Staff Profiles
Dr Robert Dale
Senior Lecturer in Russian History
- Email: robert.dale@ncl.ac.uk
- Telephone: +44 (0) 191 20 87853
- Address: Room 2.33
School of History, Classics and Archaeology,
Faculty of Humanities and Social Sciences,
Armstrong Building,
Newcastle University
Newcastle upon Tyne
NE1 7RU
United Kingdom
Introduction
I am a historian of twentieth-century Russian and Soviet history, with a particular interest in the late Stalinist period (1945-1953). I re-joined Newcastle University and the School of History, Classics and Archaeology in September 2015, having previously taught Russian history here in 2010-11.
I am particularly interested in the impact of war and violence upon Russian/Soviet society, the impact of the Great Patriotic War on the Soviet Union, the demobilisation and post-war adjustment of Red Army veterans, the history of St. Petersburg / Petrograd / Leningrad, and the late Stalinist period.

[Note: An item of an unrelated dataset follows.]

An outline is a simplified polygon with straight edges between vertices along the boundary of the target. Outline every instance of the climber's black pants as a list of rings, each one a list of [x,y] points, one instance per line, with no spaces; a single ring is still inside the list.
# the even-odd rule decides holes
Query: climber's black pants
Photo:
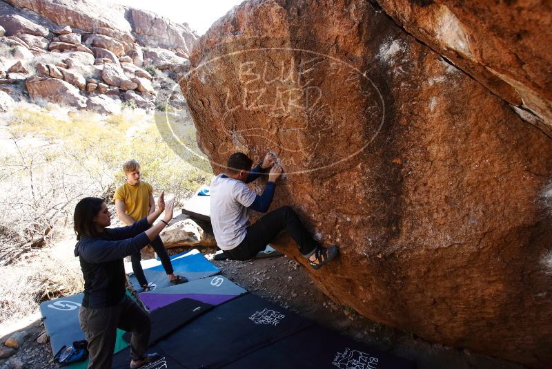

I would be delighted to discuss research projects with potential graduate students interested in the history of twentieth-century Russian and Soviet history, particularly projects related to my interests in the social, economic and cultural impact of war on individuals and societies.
Qualifications
Ph.D. in History, Queen Mary, University of London, 2011
M.A. in History, School of Slavonic and East European Studies, University College London, 2004
B.A. in History, University of York, 2002.
Previous Positions
2015-2022, Lecturer in Russian History, Newcastle University
2014-2015, British Academy Postdoctoral Fellow, Nottingham Trent University
2012-2014, British Academy Postdoctoral Fellow, King's College London
2011-2012, Teaching Fellow in Modern European History, University of York
2010-2011, Teaching Fellow in Russian History, Newcastle University
Memberships
Fellow of the Royal Historical Society
British Association of Slavonic and East European Studies
Association for Slavic and East European Studies
Study Group on the Russian Revolution
Social History Society
Society for the History of War
European Society for Environmental History
Honours and Awards
2010 George L. Mosse Prize by the Journal of Contemporary History for my first published article 'Rats and Resentment'.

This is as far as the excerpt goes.